University of Kansas Becomes Cosmo

After putting a man on the moon, curing polio and inventing TiVo, science has finally taken on one of the big problems: a lack of taxonomy surrounding flirting styles. Well, our long national nightmare is over because according to a recent study out of the University of Kansas, there are five styles of flirting: physical, playful, polite, sincere, and traditional. Mary Jo Rapini breaks down the categories:

Physical: People who scored high on this type often develop relationships quickly, have more sexual chemistry and have a greater emotional and sexual connection to their partners.

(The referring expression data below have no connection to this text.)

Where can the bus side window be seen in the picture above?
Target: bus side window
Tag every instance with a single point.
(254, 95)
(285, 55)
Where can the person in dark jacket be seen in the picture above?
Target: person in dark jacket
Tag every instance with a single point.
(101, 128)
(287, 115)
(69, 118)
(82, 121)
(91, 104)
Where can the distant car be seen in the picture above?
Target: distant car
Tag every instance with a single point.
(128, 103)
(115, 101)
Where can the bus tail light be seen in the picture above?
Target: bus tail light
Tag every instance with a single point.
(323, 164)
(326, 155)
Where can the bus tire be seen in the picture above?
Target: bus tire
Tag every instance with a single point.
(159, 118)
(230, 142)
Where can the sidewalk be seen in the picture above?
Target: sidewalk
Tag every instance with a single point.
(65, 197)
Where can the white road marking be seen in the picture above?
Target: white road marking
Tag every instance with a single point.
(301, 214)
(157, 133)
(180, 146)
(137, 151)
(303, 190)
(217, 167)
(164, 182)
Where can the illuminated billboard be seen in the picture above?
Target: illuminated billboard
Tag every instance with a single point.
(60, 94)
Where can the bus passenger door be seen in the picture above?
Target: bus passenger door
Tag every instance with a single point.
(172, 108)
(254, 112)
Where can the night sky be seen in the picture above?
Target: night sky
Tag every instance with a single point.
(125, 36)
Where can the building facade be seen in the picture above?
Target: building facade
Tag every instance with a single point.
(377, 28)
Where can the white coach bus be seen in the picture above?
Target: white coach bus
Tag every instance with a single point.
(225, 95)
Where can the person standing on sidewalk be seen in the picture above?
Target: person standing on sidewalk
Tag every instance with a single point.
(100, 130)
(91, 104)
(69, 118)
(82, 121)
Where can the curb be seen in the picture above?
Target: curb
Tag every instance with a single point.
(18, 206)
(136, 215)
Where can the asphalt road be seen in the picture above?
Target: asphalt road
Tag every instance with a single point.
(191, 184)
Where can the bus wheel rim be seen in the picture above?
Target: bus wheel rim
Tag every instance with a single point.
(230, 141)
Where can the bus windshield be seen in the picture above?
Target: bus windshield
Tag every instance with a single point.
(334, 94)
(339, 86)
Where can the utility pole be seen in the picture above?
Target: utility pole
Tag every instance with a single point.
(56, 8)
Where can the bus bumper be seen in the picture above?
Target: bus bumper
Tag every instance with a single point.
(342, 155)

Traditional: These believe men should make the first move and women should not pursue men. Both men and women with this style tend to be introverted.

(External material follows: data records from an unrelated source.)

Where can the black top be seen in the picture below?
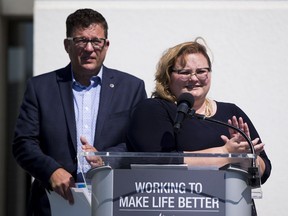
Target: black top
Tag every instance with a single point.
(152, 129)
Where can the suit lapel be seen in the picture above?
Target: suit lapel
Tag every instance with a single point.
(64, 79)
(107, 91)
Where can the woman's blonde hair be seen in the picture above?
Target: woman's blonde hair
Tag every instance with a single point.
(166, 64)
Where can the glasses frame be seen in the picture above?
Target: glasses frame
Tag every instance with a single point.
(85, 41)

Polite: The focus is on proper manners and nonsexual communication.

Sincere: The style most often cited in the study. Relationships involve strong emotional connections and sexual chemistry and are typically meaningful; they are based on creating emotional connections.

Playful: People favoring the playful style often flirt with little interest in a long-term romance, but they find flirting fun and enhancing to their self-esteem. They are less likely to have important and meaningful relationships and this is the type that is most uncommon.

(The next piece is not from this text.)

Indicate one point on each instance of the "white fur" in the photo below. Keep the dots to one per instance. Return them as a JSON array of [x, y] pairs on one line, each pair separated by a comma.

Shockingly, the people who fall under the “sincere” category, which is by definition characterized by making deep, meaningful connections with people had more long-lasting relationship than “playful” people who flirt to build up their own self-esteem.

The study also answers the most important question facing modern 21st century women: how can they snare a man? The study offers suggestions ranging from subtle ways to get attention (“Arch your eyebrows,” “Mirror or copy your potential date’s body behavior”) to the um, less subtle (“Lean forward,” “Thrust your chest out,” “Cross or open your legs”) to the creepy (“Prolong your eye contact at a potential mate,” “Winking”).

The news gets even better, as the University of Kansas—an institution of higher learning, mind you—has put out an interactive quiz so that you can determine which type of flirt you are. This is great news for everyone who looked at the recent merger between The Daily Beast and Newsweek and wondered: “Why can’t that happen to Scientific American and Cosmo? Just imagine the quizzes!”

The most important takeaway though, is that going on likealittle and anonymously telling a female in cowboy boots she should ride you isn’t flirting, it’s just weird Internet weirdness and will never work for anyone ever.